Bobby Kotick and the Activision-Blizzard board have shied away from investor calls for the last year as the Microsoft buyout looms, but that hasn’t stopped Kotick from making yet another appearance on TV this week. The first appeared to predict doom for a UK that rejected the merger (and was an apparent attempt to head off UK regulators’ criticisms), and now this second, on Fox Business, hits some of the same talking points.
For example, on the CNBC interview earlier this week, Kotick appealed to xenophobic impulses, appearing to suggest that western regulators should approve the merger to help a western company compete with Chinese and Japanese corporations. On Fox, he brings it up again:
“First of all, the industry itself is a $200B business, and if you think about just in the last 10 years, the industry has changed. We never had Chinese competitors the way we have today, companies like ByteDance and Tencent – these are extraordinary companies with incredible talent and a lot of vision and a lot of creativity. And then we’ve got great competitors in the hardware companies, but I don’t think we would’ve ever expected that more games would be played on Apple iPhones and Android phones, and that’s where the bulk of the growth in the industry has come. And what we’re really starting to see is that what used to be a business that was about middle class consumers in developed countries is now expanded to – for us alone – 190 countries. And that’s where you’re seeing this tremendous growth; it’s coming from these telephones.”

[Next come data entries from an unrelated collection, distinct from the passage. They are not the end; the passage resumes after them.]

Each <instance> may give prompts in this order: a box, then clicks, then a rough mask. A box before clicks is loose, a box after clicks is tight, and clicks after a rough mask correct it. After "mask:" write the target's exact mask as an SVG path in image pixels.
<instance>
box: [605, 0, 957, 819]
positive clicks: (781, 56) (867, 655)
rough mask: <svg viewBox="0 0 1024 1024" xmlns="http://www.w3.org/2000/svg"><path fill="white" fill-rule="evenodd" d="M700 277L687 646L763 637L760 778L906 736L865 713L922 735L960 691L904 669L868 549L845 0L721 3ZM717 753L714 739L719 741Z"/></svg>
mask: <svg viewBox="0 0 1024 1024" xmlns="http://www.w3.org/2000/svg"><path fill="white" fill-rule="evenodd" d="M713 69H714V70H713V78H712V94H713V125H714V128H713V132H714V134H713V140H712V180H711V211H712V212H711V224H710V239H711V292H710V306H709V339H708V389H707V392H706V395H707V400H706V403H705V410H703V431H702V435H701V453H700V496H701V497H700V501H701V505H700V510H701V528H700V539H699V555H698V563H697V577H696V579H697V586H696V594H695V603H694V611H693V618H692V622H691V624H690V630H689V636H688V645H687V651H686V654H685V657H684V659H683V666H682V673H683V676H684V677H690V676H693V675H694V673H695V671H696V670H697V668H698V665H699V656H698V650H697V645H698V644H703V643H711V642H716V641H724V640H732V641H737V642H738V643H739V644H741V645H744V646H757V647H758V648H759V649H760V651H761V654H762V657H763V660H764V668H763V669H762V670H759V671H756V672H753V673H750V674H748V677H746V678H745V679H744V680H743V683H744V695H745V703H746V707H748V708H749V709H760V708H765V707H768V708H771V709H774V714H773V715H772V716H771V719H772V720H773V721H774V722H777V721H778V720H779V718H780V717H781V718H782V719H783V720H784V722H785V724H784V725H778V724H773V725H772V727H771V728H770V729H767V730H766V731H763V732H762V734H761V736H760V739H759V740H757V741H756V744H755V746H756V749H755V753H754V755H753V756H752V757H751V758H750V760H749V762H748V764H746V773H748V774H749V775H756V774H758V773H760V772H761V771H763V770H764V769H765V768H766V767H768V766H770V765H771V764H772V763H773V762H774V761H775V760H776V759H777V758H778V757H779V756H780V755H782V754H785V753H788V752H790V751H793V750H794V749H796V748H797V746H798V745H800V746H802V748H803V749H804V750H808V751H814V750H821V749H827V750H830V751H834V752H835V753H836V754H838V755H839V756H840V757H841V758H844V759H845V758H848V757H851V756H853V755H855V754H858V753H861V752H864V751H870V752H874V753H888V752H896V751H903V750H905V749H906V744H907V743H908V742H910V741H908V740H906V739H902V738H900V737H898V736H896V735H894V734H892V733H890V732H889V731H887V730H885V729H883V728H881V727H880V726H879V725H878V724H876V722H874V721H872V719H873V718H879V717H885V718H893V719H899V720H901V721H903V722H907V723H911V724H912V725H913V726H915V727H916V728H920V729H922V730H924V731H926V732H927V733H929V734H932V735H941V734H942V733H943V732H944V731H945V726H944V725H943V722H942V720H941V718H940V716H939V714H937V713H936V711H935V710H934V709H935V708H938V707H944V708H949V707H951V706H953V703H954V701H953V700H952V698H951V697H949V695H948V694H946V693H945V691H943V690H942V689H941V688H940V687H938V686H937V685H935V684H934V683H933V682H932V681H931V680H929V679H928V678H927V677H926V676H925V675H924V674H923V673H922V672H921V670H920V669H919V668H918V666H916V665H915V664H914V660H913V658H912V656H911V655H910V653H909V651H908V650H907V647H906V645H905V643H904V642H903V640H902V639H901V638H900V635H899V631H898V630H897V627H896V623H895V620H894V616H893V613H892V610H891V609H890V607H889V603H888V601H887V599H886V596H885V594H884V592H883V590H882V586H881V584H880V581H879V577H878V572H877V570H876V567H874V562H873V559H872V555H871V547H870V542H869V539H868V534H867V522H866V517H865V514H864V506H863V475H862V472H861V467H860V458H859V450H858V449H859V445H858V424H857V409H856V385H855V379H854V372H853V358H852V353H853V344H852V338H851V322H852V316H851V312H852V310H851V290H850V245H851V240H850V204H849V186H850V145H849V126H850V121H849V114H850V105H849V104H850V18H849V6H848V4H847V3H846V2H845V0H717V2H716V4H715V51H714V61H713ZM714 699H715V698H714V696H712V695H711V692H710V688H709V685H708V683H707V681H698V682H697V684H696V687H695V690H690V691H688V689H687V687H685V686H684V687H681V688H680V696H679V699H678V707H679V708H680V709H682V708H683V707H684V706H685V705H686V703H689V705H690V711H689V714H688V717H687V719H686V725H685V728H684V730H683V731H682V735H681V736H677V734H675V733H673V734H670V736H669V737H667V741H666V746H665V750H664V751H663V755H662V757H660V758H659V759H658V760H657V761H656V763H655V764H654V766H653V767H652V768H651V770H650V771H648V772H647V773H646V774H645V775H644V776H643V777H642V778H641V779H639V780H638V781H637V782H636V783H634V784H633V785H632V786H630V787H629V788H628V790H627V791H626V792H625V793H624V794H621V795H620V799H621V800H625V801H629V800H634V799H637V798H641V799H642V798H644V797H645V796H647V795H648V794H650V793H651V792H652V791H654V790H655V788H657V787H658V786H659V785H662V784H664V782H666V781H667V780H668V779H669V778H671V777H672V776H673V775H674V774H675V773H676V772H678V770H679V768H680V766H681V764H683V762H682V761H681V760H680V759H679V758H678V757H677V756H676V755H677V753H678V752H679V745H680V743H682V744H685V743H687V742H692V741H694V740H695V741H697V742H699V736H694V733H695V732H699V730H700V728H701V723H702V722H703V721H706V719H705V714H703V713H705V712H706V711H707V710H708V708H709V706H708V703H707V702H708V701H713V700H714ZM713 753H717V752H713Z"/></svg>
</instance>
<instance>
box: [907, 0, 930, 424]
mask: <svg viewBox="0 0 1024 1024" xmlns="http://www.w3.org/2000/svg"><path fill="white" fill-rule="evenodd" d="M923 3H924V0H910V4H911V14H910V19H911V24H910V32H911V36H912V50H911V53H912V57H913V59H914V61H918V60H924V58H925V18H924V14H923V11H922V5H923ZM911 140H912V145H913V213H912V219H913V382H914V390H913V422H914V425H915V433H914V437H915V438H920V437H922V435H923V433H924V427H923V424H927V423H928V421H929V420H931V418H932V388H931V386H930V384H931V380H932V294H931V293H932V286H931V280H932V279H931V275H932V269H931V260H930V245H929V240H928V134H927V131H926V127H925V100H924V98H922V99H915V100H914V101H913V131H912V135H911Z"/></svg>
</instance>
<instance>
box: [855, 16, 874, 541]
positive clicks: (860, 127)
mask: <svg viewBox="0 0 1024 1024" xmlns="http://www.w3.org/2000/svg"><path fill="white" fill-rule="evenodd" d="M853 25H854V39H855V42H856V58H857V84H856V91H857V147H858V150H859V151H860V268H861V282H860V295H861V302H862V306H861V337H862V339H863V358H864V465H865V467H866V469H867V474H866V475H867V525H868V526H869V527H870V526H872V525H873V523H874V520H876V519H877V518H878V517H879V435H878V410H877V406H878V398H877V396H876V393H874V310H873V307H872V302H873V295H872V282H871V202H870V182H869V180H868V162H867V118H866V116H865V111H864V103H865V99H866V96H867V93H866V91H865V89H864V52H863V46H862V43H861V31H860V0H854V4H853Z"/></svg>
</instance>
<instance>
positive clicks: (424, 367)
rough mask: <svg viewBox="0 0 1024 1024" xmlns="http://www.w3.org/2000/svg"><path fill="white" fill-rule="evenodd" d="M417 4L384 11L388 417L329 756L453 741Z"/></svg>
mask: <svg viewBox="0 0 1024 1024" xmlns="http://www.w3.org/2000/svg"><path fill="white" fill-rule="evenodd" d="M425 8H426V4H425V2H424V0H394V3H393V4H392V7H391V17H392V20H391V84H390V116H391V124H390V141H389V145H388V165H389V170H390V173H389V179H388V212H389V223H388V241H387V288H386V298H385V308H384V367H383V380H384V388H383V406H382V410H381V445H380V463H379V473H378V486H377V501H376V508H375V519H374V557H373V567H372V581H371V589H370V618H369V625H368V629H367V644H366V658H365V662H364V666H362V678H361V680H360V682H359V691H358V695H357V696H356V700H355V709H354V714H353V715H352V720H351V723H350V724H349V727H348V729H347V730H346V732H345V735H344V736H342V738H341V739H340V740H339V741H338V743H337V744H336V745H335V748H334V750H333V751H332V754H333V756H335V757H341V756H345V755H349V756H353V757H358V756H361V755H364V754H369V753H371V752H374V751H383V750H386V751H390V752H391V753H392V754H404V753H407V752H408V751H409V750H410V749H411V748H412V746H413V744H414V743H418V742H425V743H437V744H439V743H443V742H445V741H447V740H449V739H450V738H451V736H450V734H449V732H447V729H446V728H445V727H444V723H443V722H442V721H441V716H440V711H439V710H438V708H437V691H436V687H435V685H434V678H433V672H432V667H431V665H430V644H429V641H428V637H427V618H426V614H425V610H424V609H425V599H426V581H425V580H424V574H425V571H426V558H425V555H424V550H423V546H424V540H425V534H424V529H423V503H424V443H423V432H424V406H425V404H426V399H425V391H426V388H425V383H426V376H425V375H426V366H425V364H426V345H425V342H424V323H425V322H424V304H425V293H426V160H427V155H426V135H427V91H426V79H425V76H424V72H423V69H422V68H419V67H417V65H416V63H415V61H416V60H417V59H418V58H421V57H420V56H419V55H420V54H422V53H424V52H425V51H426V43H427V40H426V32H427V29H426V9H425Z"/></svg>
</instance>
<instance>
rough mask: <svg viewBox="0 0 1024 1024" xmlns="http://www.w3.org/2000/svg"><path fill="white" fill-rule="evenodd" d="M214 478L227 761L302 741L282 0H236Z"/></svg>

Kotick also once again suggests that regulators just don’t understand the gaming industry; he claims it’s an “extremely fragmented industry” where “the dominant players are Japanese and Chinese companies.” He also argues that Call of Duty isn’t a proprietary idea as a very basic military sim. The host – while wildly speculating that international regulators are “colluding” – argues that people are more concerned about exclusivity tricks than trademarks. Kotick counters by revealing Sony hasn’t even been returning Activision-Blizzard’s phone calls and suggesting that Activision-Blizzard isn’t as “valuable as maybe [Sony has] represented to the regulators that [ABK is]” – all this on a segment that kicked off with bragging about Call of Duty driving the company to a record quarter.
Kotick further complains that it’s illogical to believe that Microsoft would change its business model to make ABK games exclusive, which is another easily rebutted claim, as Microsoft’s Bethesda has already announced that it most definitely will.